Consider `3rd` orbit of `He^(+)` (Helium) using nonrelativistic approach the speed of electron in this orbit will be (given `K = 9 xx 10^(9)` constant `Z = 2` and `h` (Planck's constant) `= 6.6 xx 10^(-34)Js`.)

To find the speed of the electron in the third orbit of the helium ion \( \text{He}^+ \) using a non-relativistic approach, we can follow these steps: ### Step 1: Calculate the energy of the electron in the third orbit The energy of the electron in the nth orbit of a hydrogen-like atom is given by the formula: \[ E_n = -\frac{13.6 \, Z^2}{n^2} \, \text{eV} \] Where: - \( Z \) is the atomic number (for \( \text{He}^+ \), \( Z = 2 \)) - \( n \) is the principal quantum number (for the third orbit, \( n = 3 \)) Substituting the values: \[ E_3 = -\frac{13.6 \times 2^2}{3^2} \, \text{eV} \] Calculating this: \[ E_3 = -\frac{13.6 \times 4}{9} \, \text{eV} = -\frac{54.4}{9} \, \text{eV} \approx -6.04 \, \text{eV} \] To convert this energy into joules, we use the conversion factor \( 1 \, \text{eV} = 1.6 \times 10^{-19} \, \text{J} \): \[ E_3 \approx -6.04 \times 1.6 \times 10^{-19} \, \text{J} \approx -9.664 \times 10^{-19} \, \text{J} \] ### Step 2: Relate kinetic energy to the energy of the electron According to Bohr's model, the kinetic energy \( KE \) of the electron is given by: \[ KE = -E_n \] Thus, we have: \[ KE = 9.664 \times 10^{-19} \, \text{J} \] ### Step 3: Use the kinetic energy formula to find speed The kinetic energy can also be expressed in terms of mass and speed: \[ KE = \frac{1}{2} m_e v^2 \] Where \( m_e \) is the mass of the electron, approximately \( 9.1 \times 10^{-31} \, \text{kg} \).
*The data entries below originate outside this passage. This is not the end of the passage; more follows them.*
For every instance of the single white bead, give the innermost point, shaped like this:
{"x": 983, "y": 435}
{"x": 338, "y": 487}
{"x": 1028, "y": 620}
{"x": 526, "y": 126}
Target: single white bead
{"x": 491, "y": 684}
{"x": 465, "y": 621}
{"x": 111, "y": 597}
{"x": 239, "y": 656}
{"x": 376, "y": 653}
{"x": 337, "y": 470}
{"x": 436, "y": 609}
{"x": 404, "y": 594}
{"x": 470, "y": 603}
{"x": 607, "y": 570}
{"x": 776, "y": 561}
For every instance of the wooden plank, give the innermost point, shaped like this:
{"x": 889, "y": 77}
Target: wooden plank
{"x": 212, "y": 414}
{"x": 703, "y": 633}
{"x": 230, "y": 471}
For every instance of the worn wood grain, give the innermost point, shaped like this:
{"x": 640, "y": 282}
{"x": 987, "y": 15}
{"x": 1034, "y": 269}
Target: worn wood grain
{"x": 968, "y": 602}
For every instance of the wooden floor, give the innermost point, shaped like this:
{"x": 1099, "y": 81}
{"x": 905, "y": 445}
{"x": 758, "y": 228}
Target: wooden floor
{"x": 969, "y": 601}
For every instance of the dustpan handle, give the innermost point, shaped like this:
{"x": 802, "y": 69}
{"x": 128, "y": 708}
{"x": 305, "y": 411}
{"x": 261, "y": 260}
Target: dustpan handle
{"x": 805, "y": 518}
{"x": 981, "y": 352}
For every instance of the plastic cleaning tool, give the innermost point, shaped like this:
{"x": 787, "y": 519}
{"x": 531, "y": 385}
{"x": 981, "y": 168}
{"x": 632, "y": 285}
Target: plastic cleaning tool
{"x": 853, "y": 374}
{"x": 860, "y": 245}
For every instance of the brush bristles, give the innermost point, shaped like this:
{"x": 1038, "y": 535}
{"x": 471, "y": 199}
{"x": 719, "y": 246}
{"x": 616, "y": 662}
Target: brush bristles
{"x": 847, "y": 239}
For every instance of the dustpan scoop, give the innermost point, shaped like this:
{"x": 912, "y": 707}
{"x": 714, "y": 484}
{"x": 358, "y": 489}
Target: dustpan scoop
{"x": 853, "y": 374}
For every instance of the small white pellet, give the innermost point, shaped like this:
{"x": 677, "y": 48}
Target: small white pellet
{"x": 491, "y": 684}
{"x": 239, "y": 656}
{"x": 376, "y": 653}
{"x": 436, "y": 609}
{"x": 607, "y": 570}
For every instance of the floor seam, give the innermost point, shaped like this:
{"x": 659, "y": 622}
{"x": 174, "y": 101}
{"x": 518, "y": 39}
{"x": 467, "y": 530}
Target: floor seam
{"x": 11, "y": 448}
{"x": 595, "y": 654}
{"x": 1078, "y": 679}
Setting the two expressions for kinetic energy equal gives: \[ 9.664 \times 10^{-19} = \frac{1}{2} (9.1 \times 10^{-31}) v^2 \] ### Step 4: Solve for \( v \) Rearranging the equation to solve for \( v^2 \): \[ v^2 = \frac{2 \times 9.664 \times 10^{-19}}{9.1 \times 10^{-31}} \] Calculating this: \[ v^2 = \frac{1.9328 \times 10^{-18}}{9.1 \times 10^{-31}} \approx 2.12 \times 10^{12} \] Taking the square root to find \( v \): \[ v \approx \sqrt{2.12 \times 10^{12}} \approx 1.46 \times 10^6 \, \text{m/s} \] ### Final Answer The speed of the electron in the third orbit of \( \text{He}^+ \) is approximately: \[ v \approx 1.46 \times 10^6 \, \text{m/s} \] ---